The Tides Foundation for example, got its money's worth in 2014 when, as Toronto Sun reporter Ezra Levant explains, the left wing lobbying group based out of San Francisco wired $55,000 to the bank account of Allan Adam, from the Athabasca Chipewyan First Nation chief in Northern Alberta, to oppose the construction of oil sands.

While these protestors fight their "environmentalist" aim, they have actually destroyed the environment of the area they claim to be eager to protect.

The protestors have burned tires, releasing toxic chemicals into the air; dug latrines in the flood plain, washing waste into the Cannonball River; and killed cows and bison, hardly environmentally appropriate at all. Altogether, the damage these protestors have caused runs a bill the state estimates will cost $33 million in damages.

The Tides Foundation and its affiliates are not just paying for protests, they are building a franchise of illegal and reckless activity. North Dakota should send them the bill.

With over 700 already arrested, 90 percent with previous records, these protestors have taken it to the next level of civil disobedience. Individuals have heckled police officers, tied themselves to construction equipment, and when forced to evacuate, set fire to their sites and became violent.

These were the same tactics used in Canada by local tribal groups with great effect, often leading to property damage and arrests, and indicate an international strategy by these foundations to destabilize an entire industry. It need not be tolerated. There is no First Amendment right to destroy property.

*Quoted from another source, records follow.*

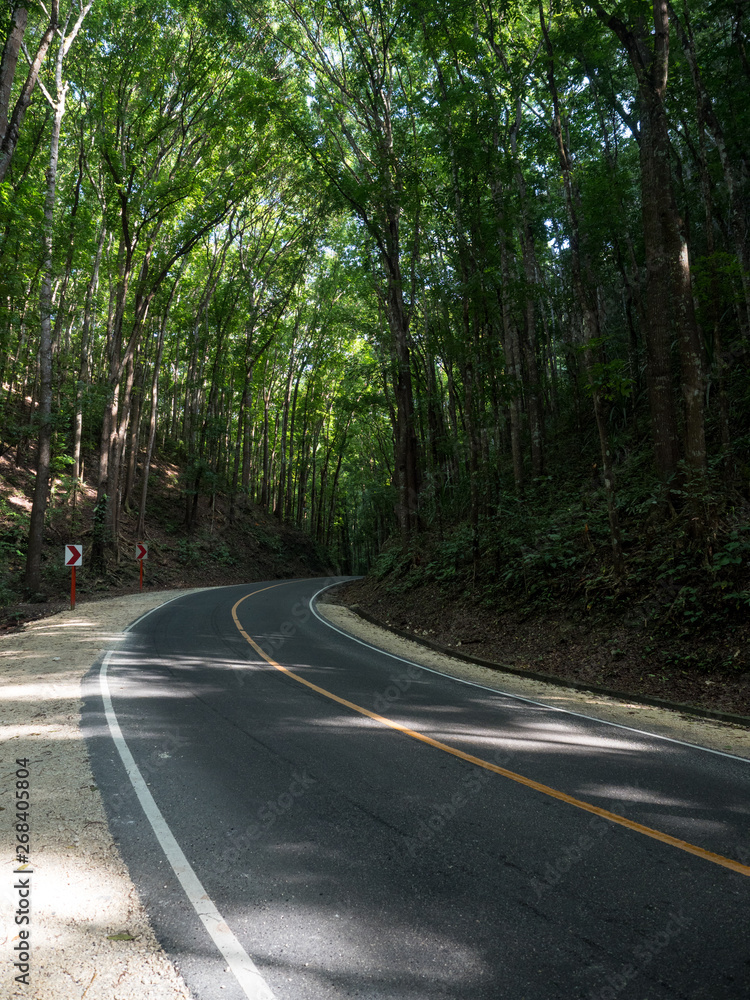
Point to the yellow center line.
(554, 793)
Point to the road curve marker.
(520, 779)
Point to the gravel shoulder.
(89, 934)
(722, 736)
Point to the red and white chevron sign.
(74, 555)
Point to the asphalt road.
(344, 857)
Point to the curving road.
(307, 817)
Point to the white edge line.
(517, 697)
(242, 966)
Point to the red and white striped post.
(73, 558)
(141, 553)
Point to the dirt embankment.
(625, 656)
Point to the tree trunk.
(33, 574)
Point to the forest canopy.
(458, 288)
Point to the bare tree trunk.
(586, 294)
(151, 429)
(13, 127)
(33, 574)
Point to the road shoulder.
(724, 737)
(89, 934)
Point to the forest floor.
(620, 654)
(624, 654)
(218, 550)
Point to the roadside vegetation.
(461, 292)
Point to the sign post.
(141, 553)
(73, 558)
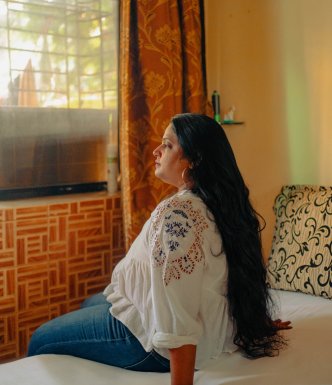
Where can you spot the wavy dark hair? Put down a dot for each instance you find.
(219, 183)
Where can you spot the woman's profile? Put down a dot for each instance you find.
(193, 284)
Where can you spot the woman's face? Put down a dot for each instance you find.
(170, 161)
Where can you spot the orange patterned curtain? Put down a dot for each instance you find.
(162, 71)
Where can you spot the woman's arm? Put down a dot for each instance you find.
(183, 365)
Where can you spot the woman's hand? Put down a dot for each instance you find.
(282, 325)
(183, 365)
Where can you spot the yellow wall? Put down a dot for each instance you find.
(272, 59)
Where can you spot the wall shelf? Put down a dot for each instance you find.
(230, 122)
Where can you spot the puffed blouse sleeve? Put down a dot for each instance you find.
(177, 266)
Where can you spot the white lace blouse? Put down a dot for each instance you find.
(170, 289)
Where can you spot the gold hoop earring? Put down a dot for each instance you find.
(187, 180)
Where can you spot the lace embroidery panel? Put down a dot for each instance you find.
(182, 224)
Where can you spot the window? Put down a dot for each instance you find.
(58, 91)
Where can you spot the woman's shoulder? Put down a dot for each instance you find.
(182, 205)
(185, 200)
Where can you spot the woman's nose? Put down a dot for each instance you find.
(156, 151)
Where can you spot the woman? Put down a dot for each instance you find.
(193, 283)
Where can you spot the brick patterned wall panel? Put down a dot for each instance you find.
(52, 256)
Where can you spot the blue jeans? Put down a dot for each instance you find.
(94, 334)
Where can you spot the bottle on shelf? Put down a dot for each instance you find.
(216, 106)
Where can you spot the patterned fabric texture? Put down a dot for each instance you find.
(301, 258)
(162, 65)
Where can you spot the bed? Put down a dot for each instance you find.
(300, 280)
(306, 360)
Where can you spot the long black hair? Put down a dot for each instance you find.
(218, 182)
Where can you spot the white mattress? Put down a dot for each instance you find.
(306, 361)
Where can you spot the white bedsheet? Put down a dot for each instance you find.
(306, 361)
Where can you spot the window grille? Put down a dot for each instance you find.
(56, 54)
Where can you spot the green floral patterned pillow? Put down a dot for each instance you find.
(301, 257)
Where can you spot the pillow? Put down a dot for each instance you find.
(301, 256)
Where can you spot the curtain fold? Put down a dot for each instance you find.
(162, 72)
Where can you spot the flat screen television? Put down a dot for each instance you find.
(51, 151)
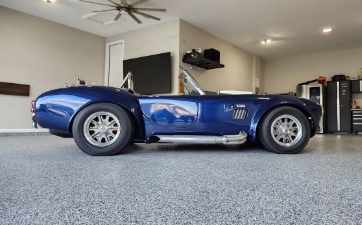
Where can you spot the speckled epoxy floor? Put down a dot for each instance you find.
(48, 180)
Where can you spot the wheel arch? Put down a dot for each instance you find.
(138, 122)
(256, 125)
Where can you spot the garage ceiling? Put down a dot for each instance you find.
(294, 26)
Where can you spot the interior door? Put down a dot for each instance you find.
(114, 64)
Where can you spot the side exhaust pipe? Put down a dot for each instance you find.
(195, 139)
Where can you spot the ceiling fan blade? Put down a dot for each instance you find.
(149, 9)
(96, 3)
(134, 17)
(146, 15)
(105, 10)
(118, 16)
(139, 2)
(113, 2)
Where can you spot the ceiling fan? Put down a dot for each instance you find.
(123, 6)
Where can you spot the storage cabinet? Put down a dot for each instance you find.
(356, 86)
(357, 120)
(339, 106)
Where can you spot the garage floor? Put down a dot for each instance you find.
(48, 180)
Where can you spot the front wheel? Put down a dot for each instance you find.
(284, 130)
(102, 129)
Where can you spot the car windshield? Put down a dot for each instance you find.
(190, 84)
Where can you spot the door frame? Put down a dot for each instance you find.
(106, 64)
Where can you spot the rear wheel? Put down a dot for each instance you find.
(102, 129)
(284, 130)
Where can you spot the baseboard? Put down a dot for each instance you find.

The foundations funding this protest can and should be held accountable to the entire state affected by this chaos. By creating a problem in South Dakota, these organizations have helped create a lawless area of senseless social justice advocacy which is costing the state millions. If Tides, Rockefeller and other foundations are willing to fund these protests, it is about time someone made them fund the cleanup.

Natalia Castro is a contributing editor at Americans for Limited Government.